Parchment Brown, in a letter dated March 3, 2021, and addressed to Prime Minister Andrew Holness, delivered a scathing rebuke of Charles, whose distribution of state largesse at a St Thomas farm owned by her father could have been reasonably construed “to influence voters”.

Pearnel Charles Sr, her father, was then the outgoing MP for Clarendon North Central.

“Dr Charles’ words and action of turning around and pointing out the message on her shirt in a context where government funds were being distributed to persons during an election campaign was a breach of tenet 1(f)(i) of the Agreement and Declaration on Political Conduct,” the ombudsman wrote.

That tenet says political candidates “must not” use funds derived from any source, public or private, to improperly sway electoral choices.

Charles told The Gleaner on Thursday that she, Prime Minister Andrew Holness, and Jamaica Labour Party Chairman Robert Montague had not received the ombudsman’s correspondence, which she described as discourteous.

“Nobody on our side has received it, and I wonder why?” Charles said as she questioned the motive of the political ombudsman.

“She has my two office addresses in St Thomas, I never miss Parliament, and she has my number.

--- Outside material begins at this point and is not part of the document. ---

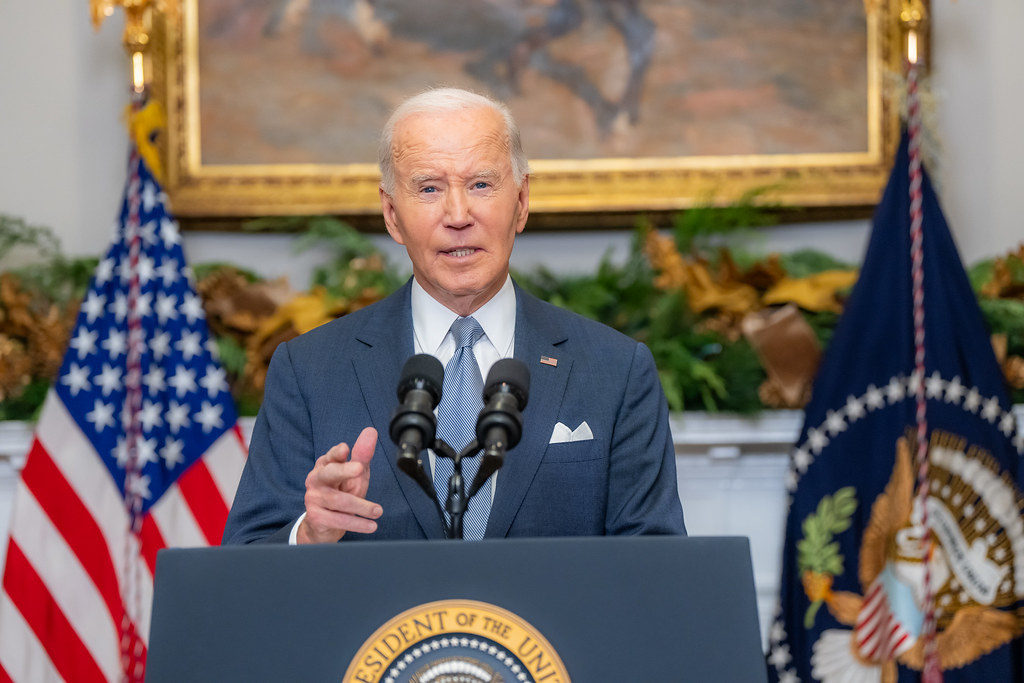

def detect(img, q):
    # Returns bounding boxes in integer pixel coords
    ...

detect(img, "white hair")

She can find me anywhere,” a furious Charles added.

But that is not the first-time MP’s main contention.

Charles argued that the conclusions of the political ombudsman are “not logical”.

The MP said that the political ombudsman has tried to embarrass her and vows to push back against those attempts.

Charles insisted that she had never tried to buy votes, declaring that the ombudsman’s accusations were crafted to avoid legal consequence.

“She made sure she writes it properly so I cannot sue her for defamation of character because she did not say I bought votes because she knows that I didn’t,” Charles told The Gleaner.

“Even a four-year-old can see that there was no vote-buying,” Charles, a dental surgeon, charged.

The dental surgeon was the first in a line of Charleses to break the near 30-year hold of opposition parliamentarian Fenton Ferguson.

Parchment Brown has noted that improperly influencing electoral choices is not a criminal offence under the Public Ombudsman (Interim) Act, unlike in Section 91 of the Representation of the People Act.

Parchment Brown said she was not authorised to make a report to the director of public prosecutions (DPP).

However, DPP Paula Llewellyn told The Gleaner on Thursday that the political ombudsman could turn over the case to the police if there was cause to believe that the law had been broken.

“What the police would do is investigate and then, perhaps, ask us for a ruling based on the findings of their investigations,” Llewellyn, the country’s top prosecutor, explained.

Parchment Brown also recommended that Charles, for three months, seek counsel from a senior party member on the Code of Conduct and the Political Ombudsman (Interim) Act.

But Charles brushed aside that suggestion as well.

“I have the best mentor in the world, and I have his DNA,” she said, hinting at her father, a retired Speaker of the House of Representatives. “He is a man of integrity, so she doesn’t have to recommend that to me.”